🤖 AI Summary
To address high false positives, catastrophic forgetting, and traceability challenges in APT detection caused by concept drift, this paper proposes the first provenance-aware intrusion detection system designed for lifelong learning. Methodologically, it introduces a novel fourfold synergistic mechanism: (1) pseudo-edge connections to mitigate catastrophic forgetting; (2) suspicious state transition blocking to prevent malicious pattern acquisition; (3) path-level node filtering to enhance alert precision; and (4) micro-graph construction to support attack process reconstruction. The approach integrates incremental graph neural networks, system-call provenance graph modeling, dynamic pseudo-edge augmentation, and subgraph reconstruction. Evaluated on mainstream benchmarks, it achieves 30%, 54%, and 29% improvements in window-level, graph-level, and node-level detection accuracy, respectively. It significantly suppresses concept-drift-induced false positives and enables dynamic modeling, precise alerting, and interpretable provenance tracing over continuous streaming data.
📝 Abstract
As Advanced Persistent Threat (APT) complexity increases, provenance data is increasingly used for detection. Anomaly-based systems are gaining attention due to their attack-knowledge-agnostic nature and ability to counter zero-day vulnerabilities. However, traditional detection paradigms, which train on offline, limited-size data, often overlook concept drift - unpredictable changes in streaming data distribution over time. This leads to high false positive rates. We propose incremental learning as a new paradigm to mitigate this issue. However, we identify FOUR CHALLENGES while integrating incremental learning as a new paradigm. First, the long-running incremental system must combat catastrophic forgetting (C1) and avoid learning malicious behaviors (C2).

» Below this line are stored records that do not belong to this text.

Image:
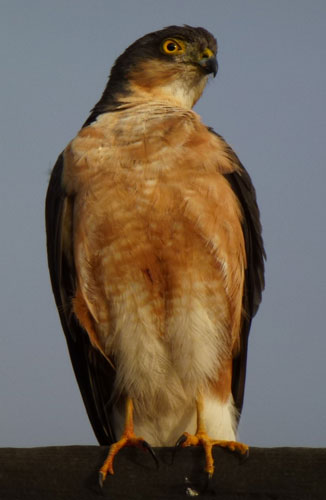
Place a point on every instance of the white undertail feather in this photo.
(160, 267)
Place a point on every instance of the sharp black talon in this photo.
(150, 449)
(101, 480)
(181, 440)
(208, 487)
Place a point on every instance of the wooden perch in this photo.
(71, 472)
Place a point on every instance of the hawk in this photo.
(156, 255)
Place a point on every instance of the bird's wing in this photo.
(94, 373)
(242, 186)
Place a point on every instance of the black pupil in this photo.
(171, 46)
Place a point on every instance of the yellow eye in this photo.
(171, 46)
(207, 53)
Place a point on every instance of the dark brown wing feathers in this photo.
(94, 374)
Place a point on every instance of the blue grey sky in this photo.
(268, 101)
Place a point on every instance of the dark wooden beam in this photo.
(71, 472)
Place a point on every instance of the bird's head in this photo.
(172, 64)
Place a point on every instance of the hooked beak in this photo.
(209, 65)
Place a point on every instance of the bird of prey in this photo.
(156, 255)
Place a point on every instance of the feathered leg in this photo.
(128, 438)
(202, 439)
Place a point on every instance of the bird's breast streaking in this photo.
(155, 253)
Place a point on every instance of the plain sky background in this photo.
(268, 101)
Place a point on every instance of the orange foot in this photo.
(202, 439)
(128, 438)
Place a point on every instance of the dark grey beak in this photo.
(209, 65)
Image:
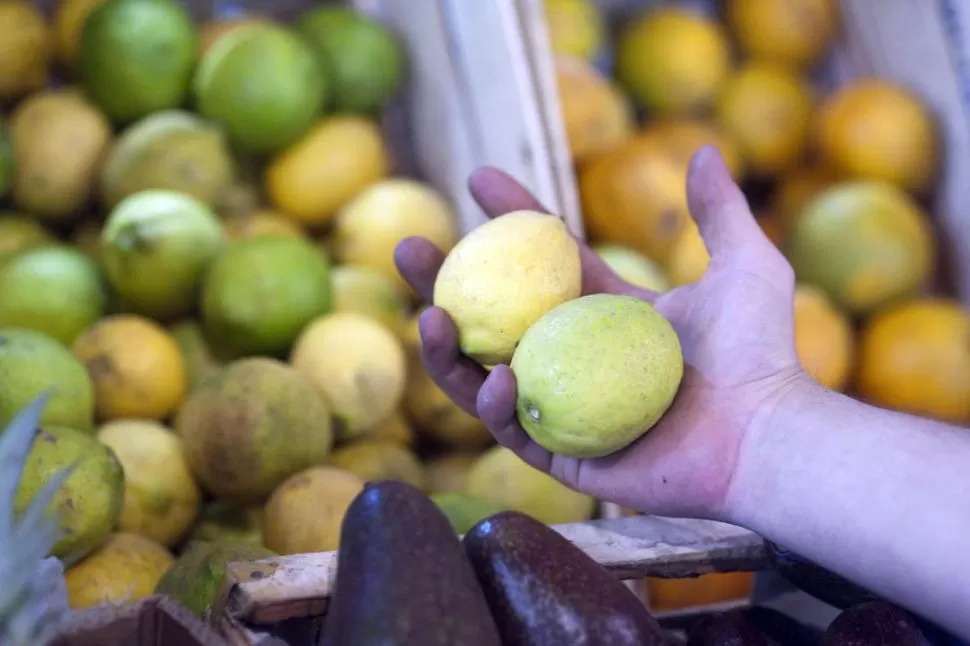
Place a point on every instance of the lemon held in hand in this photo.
(596, 373)
(502, 277)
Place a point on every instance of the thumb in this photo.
(721, 211)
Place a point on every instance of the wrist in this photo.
(765, 445)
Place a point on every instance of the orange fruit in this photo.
(596, 113)
(688, 258)
(865, 244)
(823, 338)
(797, 188)
(873, 129)
(136, 366)
(767, 109)
(792, 32)
(673, 60)
(914, 357)
(674, 594)
(681, 138)
(635, 196)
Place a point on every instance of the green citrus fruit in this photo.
(262, 291)
(367, 61)
(32, 363)
(155, 247)
(56, 290)
(137, 57)
(19, 232)
(174, 150)
(263, 84)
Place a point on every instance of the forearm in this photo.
(879, 497)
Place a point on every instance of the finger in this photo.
(458, 376)
(496, 408)
(418, 262)
(720, 208)
(499, 193)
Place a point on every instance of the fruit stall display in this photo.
(198, 219)
(845, 170)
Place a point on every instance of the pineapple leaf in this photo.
(15, 444)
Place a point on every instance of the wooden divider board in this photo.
(268, 591)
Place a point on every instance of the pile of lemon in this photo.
(197, 229)
(840, 179)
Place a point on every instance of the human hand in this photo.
(735, 327)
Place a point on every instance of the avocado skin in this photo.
(402, 577)
(822, 584)
(545, 591)
(726, 629)
(780, 628)
(874, 623)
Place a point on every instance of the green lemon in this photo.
(155, 247)
(262, 291)
(263, 84)
(137, 57)
(56, 290)
(368, 62)
(32, 363)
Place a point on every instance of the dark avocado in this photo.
(780, 628)
(545, 591)
(727, 629)
(822, 584)
(874, 623)
(402, 577)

Then, the system needs to achieve precise alerts (C3) and reconstruct attack scenarios (C4). We present METANOIA, the first lifelong detection system that mitigates the high false positives due to concept drift. It connects pseudo edges to combat catastrophic forgetting, transfers suspicious states to avoid learning malicious behaviors, filters nodes at the path-level to achieve precise alerts, and constructs mini-graphs to reconstruct attack scenarios. Using state-of-the-art benchmarks, we demonstrate that METANOIA improves precision performance at the window-level, graph-level, and node-level by 30%, 54%, and 29%, respectively, compared to previous approaches.